One of the core values of this institution is and has always been sharing knowledge in a learning environment. In addition to being patient-centric, the Salus DNA contains a deeply-rooted belief that it is important that all professions represented within a healthcare team recognize the advantages and opportunities to work together for the optimum benefit of each patient.
In today’s healthcare world, interprofessional education (IPE) is essential. “As the landscape of American healthcare evolves from a culture of intervention to prevention it also requires an integrated approach that pivots around primary care,” says President Mittelman. “This evolution is driven by the Affordable Care Act, as well as the fact that Americans are confronted with chronic diseases such as obesity, diabetes, hypertension and other associated disorders.”

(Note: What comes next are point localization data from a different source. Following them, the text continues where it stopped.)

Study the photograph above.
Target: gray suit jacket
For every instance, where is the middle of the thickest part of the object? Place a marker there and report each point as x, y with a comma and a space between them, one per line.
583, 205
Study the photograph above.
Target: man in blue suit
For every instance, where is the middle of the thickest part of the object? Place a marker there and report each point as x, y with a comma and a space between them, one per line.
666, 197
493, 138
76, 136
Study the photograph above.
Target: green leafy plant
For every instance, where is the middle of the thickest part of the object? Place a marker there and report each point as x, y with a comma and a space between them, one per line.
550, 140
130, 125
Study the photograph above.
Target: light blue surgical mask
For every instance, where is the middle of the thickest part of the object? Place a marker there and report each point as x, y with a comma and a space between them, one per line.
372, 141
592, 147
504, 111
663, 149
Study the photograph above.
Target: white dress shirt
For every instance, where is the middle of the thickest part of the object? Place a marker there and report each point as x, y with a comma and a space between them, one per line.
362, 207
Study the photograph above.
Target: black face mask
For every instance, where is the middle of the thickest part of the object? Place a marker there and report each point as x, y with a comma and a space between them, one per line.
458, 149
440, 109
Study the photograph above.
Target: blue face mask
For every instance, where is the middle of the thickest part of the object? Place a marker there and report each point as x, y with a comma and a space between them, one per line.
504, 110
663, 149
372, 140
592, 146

“As healthcare is delivered in a more integrated fashion,” he continues, “it’s imperative that our students understand - and more importantly excel at - working within a multi-disciplinary, interprofessional environment. The foundation for all programs we offer at Salus is based on this premise.”

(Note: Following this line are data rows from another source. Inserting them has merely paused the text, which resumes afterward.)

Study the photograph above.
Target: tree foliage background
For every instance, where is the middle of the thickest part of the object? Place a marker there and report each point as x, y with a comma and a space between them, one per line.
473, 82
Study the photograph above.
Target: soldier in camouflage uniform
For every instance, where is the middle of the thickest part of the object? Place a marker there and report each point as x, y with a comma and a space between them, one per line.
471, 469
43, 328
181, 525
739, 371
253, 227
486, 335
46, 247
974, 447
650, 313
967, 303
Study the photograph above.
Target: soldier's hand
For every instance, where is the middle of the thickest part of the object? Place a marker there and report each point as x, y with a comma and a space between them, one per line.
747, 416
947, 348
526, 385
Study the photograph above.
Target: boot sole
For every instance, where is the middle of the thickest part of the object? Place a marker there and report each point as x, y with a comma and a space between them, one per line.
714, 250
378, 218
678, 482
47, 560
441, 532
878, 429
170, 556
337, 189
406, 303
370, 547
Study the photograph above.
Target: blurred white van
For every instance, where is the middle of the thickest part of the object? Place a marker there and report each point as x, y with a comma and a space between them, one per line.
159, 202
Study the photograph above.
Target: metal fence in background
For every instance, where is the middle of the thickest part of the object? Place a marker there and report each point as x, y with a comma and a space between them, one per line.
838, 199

What may sound like lip service at other institutions is anything but here in Elkins Park, where the commitment to teach students about the world of IPE runs deep.
Pennsylvania College of Optometry operated an external low vision rehabilitation clinic in the Low Vision Center for the Blind in West Philadelphia in the mid-seventies. Here PCO optometrists and students, social workers and low vision specialists worked together. In 1978 the William Feinbloom Center for Low Vision Rehabilitation opened at The (brand new) Eye Institute (TEI). The Eye Institute was hailed as the first optometric care facility in the nation to embrace a multidisciplinary approach involving optometrists, ophthalmologists, physicians, low vision rehabilitation specialists, students and other healthcare professionals working together to provide vision and eye care.

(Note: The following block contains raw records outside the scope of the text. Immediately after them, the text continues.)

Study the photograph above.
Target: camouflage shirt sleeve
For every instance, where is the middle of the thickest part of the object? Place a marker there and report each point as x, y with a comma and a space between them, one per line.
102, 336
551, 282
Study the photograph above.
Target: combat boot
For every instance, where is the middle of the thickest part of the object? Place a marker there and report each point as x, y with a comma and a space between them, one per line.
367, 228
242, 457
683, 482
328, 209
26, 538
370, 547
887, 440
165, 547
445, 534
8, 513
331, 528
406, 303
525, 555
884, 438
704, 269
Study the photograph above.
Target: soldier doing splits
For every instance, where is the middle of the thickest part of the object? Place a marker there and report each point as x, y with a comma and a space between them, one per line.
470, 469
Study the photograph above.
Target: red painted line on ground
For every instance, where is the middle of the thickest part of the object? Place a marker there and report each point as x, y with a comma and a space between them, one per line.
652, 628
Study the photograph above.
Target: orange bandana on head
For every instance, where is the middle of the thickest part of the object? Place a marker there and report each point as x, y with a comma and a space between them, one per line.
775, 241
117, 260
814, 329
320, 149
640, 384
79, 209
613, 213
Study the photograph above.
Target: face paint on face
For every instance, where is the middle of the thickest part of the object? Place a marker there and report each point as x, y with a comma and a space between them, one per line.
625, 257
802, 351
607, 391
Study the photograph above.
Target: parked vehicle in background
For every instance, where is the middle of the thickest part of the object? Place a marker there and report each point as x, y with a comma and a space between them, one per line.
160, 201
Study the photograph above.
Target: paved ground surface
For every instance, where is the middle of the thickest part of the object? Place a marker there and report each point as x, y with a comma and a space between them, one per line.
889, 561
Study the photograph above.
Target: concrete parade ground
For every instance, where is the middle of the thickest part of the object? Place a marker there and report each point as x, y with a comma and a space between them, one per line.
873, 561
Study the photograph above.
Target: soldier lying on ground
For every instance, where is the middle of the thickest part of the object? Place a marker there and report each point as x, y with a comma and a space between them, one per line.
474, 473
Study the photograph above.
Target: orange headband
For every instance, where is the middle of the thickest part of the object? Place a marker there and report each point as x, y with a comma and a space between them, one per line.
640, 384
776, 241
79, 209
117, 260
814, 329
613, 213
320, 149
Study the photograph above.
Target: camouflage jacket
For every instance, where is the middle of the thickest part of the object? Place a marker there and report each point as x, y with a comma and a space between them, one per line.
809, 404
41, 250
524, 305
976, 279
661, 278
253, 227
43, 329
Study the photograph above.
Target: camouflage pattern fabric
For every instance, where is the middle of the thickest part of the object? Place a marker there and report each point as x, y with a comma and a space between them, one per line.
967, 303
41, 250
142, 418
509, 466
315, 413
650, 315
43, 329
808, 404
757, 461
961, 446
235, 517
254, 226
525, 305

Dr. Feinbloom’s renown in the field of low vision drew patients from around the world. In 1978, Feinbloom director Randy Jose, OD hired low vision rehabilitation specialists Audrey Smith, PhD and Duane Geruschat, PhD, MSc to work full-time with Richard Brilliant, OD, who had completed a one-year residency under Dr. Jose and was into the second year of a two-year residency under Dr. Feinbloom.
Employing Drs. Smith and Geruschat was groundbreaking at the time, as “hiring blindness and low vision people to work in an eye clinic wasn’t exactly linear thinking,” according to Dr. Geruschat, now a Salus associate professor. Dr. Brilliant, who was chief at Feinbloom from 1979 to 1989, recalls the multi-disciplinary approach at Feinbloom during the end of day meetings. The needs of each patient seen that daywere discussed by the group. “If someone mentioned follow up for activities for daily living, we brought in a rehabilitation person,” he says. “If we needed a certain specialist, we contacted one.”
With optometrists, low vision professionals and social workers now working together at Feinbloom, the interprofessional/interdisciplinary journey of PCO began in earnest. Optometry students would spend part of their clinical training in Feinbloom learning low vision rehabilitation. Dr. Geruschat recalls an atmosphere that was “incredibly stimulating and special,” as everyone worked and learned together, a recollection echoed by Drs. Brilliant and Smith.
A six-week low vision rehabilitation course developed by Drs. Jose and Smith paved the way for the first non-optometric degree in PCO’s history. In 1983 the College petitioned the Commonwealth’s Department of Education to offer a Master of Science degree program in vision rehabilitation. This approval signaled the beginning of PCO as a multi-purpose institution and PCO’s Graduate Studies in Blindness and Low Vision was established.
It was at Feinbloom that the natural interdisciplinary component of the low vision and blindness profession shone. As opposed to many optometrists and healthcare providers at that time, low vision and blindness professionals took interprofessional education and consultation as a given, working as they did in concert with speech-language, occupational and physical therapists, social workers, dentists, doctors, and nurses in order to coordinate individual care plans and goal setting for their clients.
With the addition of the audiology and physician assistant programs in 2000 and 2007 respectively, PCO and then Salus made interprofessional classes part of the curriculum in 2007 with an Evidence-Based Medicine (EBM) class. Initially taught jointly by audiology faculty member, Radhika Aravamudhan, PhD, and PCO faculty member Derek Mladenovich, OD, MPH, the EBM course was required for the first semester of the first term for all optometry, audiology and physician assistant students. In the second year of the program, Melissa Vitek, OD replaced Dr. Mladenovich. Today Dr. Aravamudhan and Dr. Vitek co-teach Evidence-Based Practice (EBP), the revised course name.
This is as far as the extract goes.